The Second Circuit concluded that Connecticut law permits parties to an insurance contract to shorten the state-prescribed statute of limitations, and also permits the statute of limitations under an ERISA plan to begin before a claimant can bring a legal action. Accordingly, it held that the district court had properly dismissed Heimeshoff’s claim as untimely since she had filed her lawsuit several months after the three year period had expired.
The Supreme Court agreed to address the following question: “When should a statute of limitations accrue for judicial review of an ERISA disability adverse benefit determination?” According to the petition, the Circuits have not uniformly answered this question.
This is really an interesting question from a number of different stand-points:
1. From a preemption standpoint, it would appear that state law would apply, and override Hartford's insurance language to the contrary, since this is insured disability plan subject to state law insurance regulations since it is a law regulating insurance under ERISA Section 514(a)(2)(A) and saved from ERISA preemption. In fact, it reminds one of the California notice-prejudice rule in the Court's UNUM v. Ward case from 1999 where the state law was found to be saved from preemption. Yet, the Second Circuit concludes that under Connecticut insurance law, an insurer can shorten the statute of limitations in an insurance contract; but the Second Circuit then says the question of when a statute of limitations begins to run is a matter of federal law.

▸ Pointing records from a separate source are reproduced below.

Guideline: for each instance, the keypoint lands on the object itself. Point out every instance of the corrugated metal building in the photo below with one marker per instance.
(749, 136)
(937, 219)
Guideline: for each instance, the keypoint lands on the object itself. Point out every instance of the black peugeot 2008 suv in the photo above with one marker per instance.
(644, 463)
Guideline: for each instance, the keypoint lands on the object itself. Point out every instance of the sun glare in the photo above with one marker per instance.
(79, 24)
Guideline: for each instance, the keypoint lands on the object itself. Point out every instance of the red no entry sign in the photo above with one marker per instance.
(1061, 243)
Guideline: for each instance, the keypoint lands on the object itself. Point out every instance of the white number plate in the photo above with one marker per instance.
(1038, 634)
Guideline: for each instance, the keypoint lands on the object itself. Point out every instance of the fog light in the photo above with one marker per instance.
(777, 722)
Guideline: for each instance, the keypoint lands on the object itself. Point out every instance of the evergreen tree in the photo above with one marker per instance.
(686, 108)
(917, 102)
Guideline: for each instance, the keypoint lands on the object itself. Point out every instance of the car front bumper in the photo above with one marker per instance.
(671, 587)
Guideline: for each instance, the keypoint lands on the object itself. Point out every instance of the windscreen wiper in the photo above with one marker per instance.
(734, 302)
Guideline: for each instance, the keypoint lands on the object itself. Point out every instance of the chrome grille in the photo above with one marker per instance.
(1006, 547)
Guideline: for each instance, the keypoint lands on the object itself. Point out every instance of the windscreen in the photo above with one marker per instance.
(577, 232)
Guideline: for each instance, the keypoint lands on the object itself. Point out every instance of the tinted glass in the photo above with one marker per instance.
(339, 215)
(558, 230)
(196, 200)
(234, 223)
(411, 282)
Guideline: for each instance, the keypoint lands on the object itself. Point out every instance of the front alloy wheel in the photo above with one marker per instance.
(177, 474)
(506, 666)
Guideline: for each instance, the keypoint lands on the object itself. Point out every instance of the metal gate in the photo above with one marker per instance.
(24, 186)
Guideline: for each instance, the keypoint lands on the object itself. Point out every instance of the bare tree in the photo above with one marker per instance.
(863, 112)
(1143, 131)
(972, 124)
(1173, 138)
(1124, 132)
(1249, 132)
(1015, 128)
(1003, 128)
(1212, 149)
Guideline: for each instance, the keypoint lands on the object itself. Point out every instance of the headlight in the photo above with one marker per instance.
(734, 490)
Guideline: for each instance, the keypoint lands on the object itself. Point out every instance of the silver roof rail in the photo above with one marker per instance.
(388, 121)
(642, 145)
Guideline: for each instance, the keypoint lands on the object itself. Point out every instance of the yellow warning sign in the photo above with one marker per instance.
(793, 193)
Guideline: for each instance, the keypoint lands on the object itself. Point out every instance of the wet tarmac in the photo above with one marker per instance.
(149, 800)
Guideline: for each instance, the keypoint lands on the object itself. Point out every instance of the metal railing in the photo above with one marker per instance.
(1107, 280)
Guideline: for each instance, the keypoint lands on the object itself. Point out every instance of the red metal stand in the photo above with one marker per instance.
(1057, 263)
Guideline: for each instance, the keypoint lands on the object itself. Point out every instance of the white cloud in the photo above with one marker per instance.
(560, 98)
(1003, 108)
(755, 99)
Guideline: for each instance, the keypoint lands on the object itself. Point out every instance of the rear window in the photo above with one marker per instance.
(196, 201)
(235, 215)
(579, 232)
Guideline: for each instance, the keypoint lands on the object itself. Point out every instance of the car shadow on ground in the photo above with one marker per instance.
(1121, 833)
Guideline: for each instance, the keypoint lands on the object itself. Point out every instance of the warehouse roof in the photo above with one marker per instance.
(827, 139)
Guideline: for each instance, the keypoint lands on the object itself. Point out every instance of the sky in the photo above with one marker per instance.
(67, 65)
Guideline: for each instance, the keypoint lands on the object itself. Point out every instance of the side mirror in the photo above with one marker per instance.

2. If federal applies, as the Second Circuit suggests, the federal law would appear to be based on the ERISA principles that generally written terms of the plan should be enforced as written. Of course, this is why the Court ends up deciding that Heimeshoff's disability claim must be dismissed under the applicable SOL. This conclusion also resonates with the contract-based analysis in McCutchen which says equitable principles cannot override a clearly written benefit plan provision.
3. On the other hand, if state law applied under the preemption analysis above, it could be possible that different insurance laws from different states might provide that such provisions like Hartford's violate laws that require insurance companies to explain to participants when their claims need to be filed in court to challenge the plan administrator's decision. No such law seems to exist in Connecticut, but of course there would be a host of different regimes that would then apply, seemingly inconsistent with the uniformity which is desired for such plans under ERISA. Perhaps a DOL regulation on this issue would helpful.
The Court could certainly go in a number of different directions here, but given recent precedent, a contract-based approach may seem the mostly likely scenario, which means the Second Circuit's decision would be upheld.
Also, as friend of the blog Don Bogan (Oklahoma) pointed out to me: "I have never heard of a contract, which requires internal appeals/exhaustion of administrative remedies, to also declare that the SOL begins to run even before internals appeals are exhausted—if Connecticut has no statute or case law on that issue, then perhaps the Supreme Court should certify the case to Connecticut Supreme Court for resolution of what Conn. insurance law is or would be on that question."